Taraflar arasındaki Sözleşmenin eki Hizmet İşleri Genel Şartnamesi'nin 42. maddesinde yüklenicinin geçici hakedişlere itirazı olduğu takdirde, karşı görüşlerinin neler olduğunu ve dayandığı gerekçeleri, idareye vereceği ve bir örneğini de hakediş raporuna ekleyeceği dilekçesinde açıklaması ve hakediş raporunu “idareye verilen ... tarihli dilekçemde yazılı ihtirâzi kayıtla.” cümlesini yazarak imzalaması gereklidir. Eğer yüklenicinin, hakediş raporunun imzalanmasından sonra tahakkuk işlemi yapılıncaya kadar, yetkililer tarafından hakediş raporunda yapılabilecek düzeltmelere bir itirazı olursa hakedişin kendisine ödendiği tarihten başlamak üzere en çok on gün içinde bu itirazını dilekçe ile idareye bildirmek zorunda olduğu, bu şekilde itiraz edilmediği takdirde hakedişi olduğu gibi kabul etmiş sayılacağı düzenlemesine yer verilmiştir.
Buna göre, Hizmet İşleri Genel Şartnamesi’nin 42. maddesi HMK’nin 193/1. maddesi anlamında davalı idare ile davacı yüklenici arasında delil sözleşmesi niteliğinde olup hakedişlere itirazın ne şekilde yapılacağı açıkça düzenlendiğinden belirtilen usule uygun olarak itiraz edilmediği takdirde geçici hakedişler hizmet veren açısından kabul edilmiş sayılacaktır.
Somut olayda, geçici hakedişlerin icmal tablolarında davacının imzasının bulunduğu, davaya konu alacak kaleminin icmal tablolarında yer alıp hakedişlerde yer almadığının davacı tarafça bilindiği, davacının bu hakediş raporlarına Hizmet İşleri Genel Şartnamesi'nin 42. maddesinde gösterilen şekilde itiraz etmediğinden hakedişlerin kesinleştiği ve bu nedenle davacının davaya konu bedeli talep edemeyeceği gözetilerek, davanın reddine karar karar verilmesi gerekirken istinaf başvurusunun esastan reddi kararı doğru olmamış, istinaf mahkemesi kararı kaldırılarak ilk derece mahkemesi kararının bozulması uygun görülmüştür.

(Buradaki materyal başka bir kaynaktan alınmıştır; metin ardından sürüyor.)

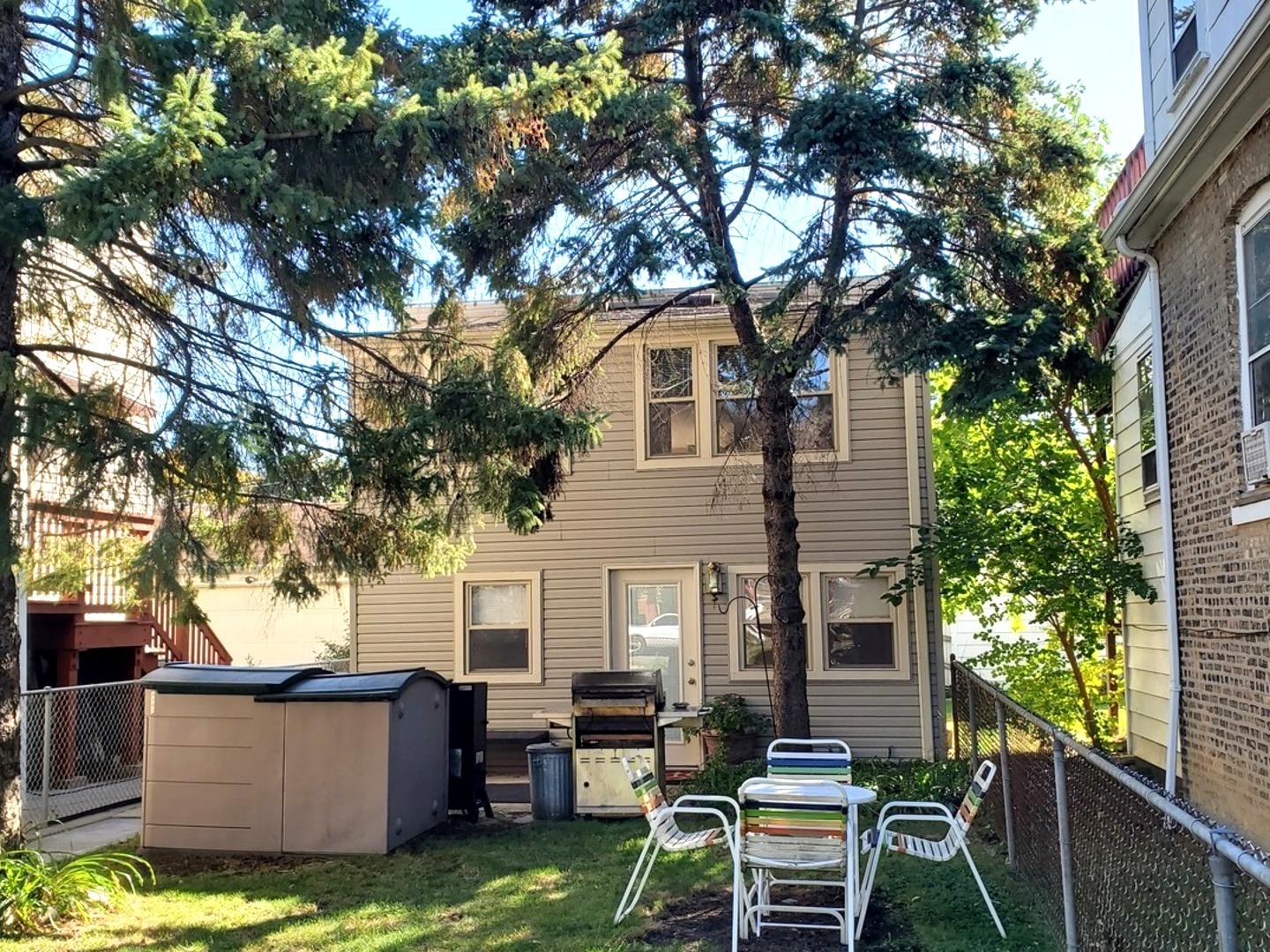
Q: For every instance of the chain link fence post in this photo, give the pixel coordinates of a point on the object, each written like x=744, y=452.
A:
x=1006, y=795
x=975, y=733
x=1065, y=844
x=46, y=755
x=1223, y=874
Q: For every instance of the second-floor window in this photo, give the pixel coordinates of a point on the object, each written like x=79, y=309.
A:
x=1147, y=423
x=698, y=404
x=1254, y=262
x=1185, y=34
x=672, y=404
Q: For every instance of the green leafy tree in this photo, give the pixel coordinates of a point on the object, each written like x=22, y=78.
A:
x=1027, y=531
x=895, y=153
x=196, y=196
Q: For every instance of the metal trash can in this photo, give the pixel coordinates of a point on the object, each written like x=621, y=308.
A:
x=551, y=781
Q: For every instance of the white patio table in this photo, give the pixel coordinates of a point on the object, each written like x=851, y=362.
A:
x=770, y=805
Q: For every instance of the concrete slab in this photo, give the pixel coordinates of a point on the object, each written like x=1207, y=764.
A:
x=89, y=834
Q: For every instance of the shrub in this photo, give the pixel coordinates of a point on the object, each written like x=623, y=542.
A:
x=38, y=895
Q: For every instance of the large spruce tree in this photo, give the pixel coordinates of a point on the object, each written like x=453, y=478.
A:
x=880, y=158
x=196, y=196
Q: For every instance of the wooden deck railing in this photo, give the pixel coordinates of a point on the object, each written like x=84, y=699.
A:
x=101, y=589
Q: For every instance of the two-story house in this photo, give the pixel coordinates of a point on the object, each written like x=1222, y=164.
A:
x=1199, y=221
x=616, y=579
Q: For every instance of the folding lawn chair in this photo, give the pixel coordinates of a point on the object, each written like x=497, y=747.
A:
x=664, y=833
x=818, y=759
x=882, y=839
x=796, y=825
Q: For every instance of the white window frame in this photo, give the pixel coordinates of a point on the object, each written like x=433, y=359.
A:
x=1151, y=490
x=534, y=675
x=704, y=346
x=1252, y=213
x=817, y=629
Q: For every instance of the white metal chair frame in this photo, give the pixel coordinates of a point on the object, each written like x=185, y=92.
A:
x=664, y=833
x=764, y=866
x=882, y=839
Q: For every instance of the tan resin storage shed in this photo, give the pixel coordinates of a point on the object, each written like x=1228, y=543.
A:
x=331, y=763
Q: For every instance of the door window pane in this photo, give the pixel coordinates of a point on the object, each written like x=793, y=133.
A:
x=860, y=628
x=498, y=628
x=654, y=639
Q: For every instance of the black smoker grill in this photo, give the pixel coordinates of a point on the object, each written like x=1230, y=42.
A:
x=615, y=715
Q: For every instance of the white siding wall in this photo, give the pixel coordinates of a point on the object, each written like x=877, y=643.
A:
x=1146, y=643
x=612, y=514
x=258, y=629
x=1220, y=23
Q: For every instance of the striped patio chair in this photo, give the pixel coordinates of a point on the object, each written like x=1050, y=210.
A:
x=818, y=759
x=883, y=839
x=794, y=825
x=664, y=833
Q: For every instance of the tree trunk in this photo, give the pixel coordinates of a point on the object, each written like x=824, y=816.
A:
x=11, y=249
x=780, y=522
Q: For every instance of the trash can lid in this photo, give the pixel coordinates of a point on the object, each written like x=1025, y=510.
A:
x=181, y=678
x=563, y=747
x=377, y=686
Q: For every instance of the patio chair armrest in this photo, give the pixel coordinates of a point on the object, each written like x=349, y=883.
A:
x=709, y=799
x=940, y=809
x=729, y=825
x=912, y=818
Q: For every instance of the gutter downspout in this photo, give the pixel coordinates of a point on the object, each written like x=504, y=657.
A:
x=1166, y=509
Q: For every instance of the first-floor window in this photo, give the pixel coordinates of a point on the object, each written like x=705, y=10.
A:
x=757, y=629
x=1255, y=264
x=498, y=634
x=859, y=625
x=852, y=629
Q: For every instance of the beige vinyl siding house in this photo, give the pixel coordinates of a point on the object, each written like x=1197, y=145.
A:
x=1146, y=625
x=640, y=518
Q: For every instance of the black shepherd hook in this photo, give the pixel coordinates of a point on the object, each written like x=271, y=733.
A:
x=723, y=609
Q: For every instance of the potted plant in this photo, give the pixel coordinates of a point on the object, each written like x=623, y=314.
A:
x=730, y=729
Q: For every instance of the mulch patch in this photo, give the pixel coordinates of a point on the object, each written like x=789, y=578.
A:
x=704, y=919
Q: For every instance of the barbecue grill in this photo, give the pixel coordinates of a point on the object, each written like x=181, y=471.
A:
x=615, y=715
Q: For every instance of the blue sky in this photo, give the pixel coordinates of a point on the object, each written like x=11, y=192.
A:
x=1091, y=43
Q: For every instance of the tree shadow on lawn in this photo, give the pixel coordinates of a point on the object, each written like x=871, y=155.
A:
x=493, y=886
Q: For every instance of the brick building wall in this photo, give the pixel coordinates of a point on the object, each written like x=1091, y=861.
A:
x=1223, y=570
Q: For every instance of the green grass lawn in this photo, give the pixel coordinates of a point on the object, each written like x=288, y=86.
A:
x=540, y=886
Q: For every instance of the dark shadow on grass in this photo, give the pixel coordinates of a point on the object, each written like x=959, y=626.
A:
x=705, y=917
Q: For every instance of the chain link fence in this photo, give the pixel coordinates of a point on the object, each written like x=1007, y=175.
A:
x=1116, y=863
x=81, y=749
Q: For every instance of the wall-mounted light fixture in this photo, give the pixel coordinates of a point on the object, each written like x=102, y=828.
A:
x=714, y=583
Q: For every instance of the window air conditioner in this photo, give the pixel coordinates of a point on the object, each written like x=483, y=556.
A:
x=1256, y=453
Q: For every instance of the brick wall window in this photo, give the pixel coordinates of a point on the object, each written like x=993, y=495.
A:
x=1252, y=251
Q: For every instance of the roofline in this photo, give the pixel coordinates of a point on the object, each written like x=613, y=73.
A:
x=1226, y=106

SONUÇ: Yukarıda açıklanan nedenlerle İstanbul Bölge Adliye Mahkemesi 17. Hukuk Dairesinin 25.03.2021 tarih ve 2018/1385 esas 2021/427 karar sayılı kararın kaldırılarak ilk derece mahkemesi kararının davalı yararına BOZULMASINA, Yargıtay duruşmasında vekille temsil olunan davalı yararına takdir olunan 3.815 TL duruşma vekalet ücretinin davacıdan alınarak davalıya verilmesine, peşin alınan harcın istek halinde iadesine, HMK 373/1 maddesi gereğince dosyanın ilk derece mahkemesine karardan bir örneğin ilgili Bölge Adliye Mahkemesine gönderilmesine, 23.05.2022 tarihinde oy birliği ile karar verildi.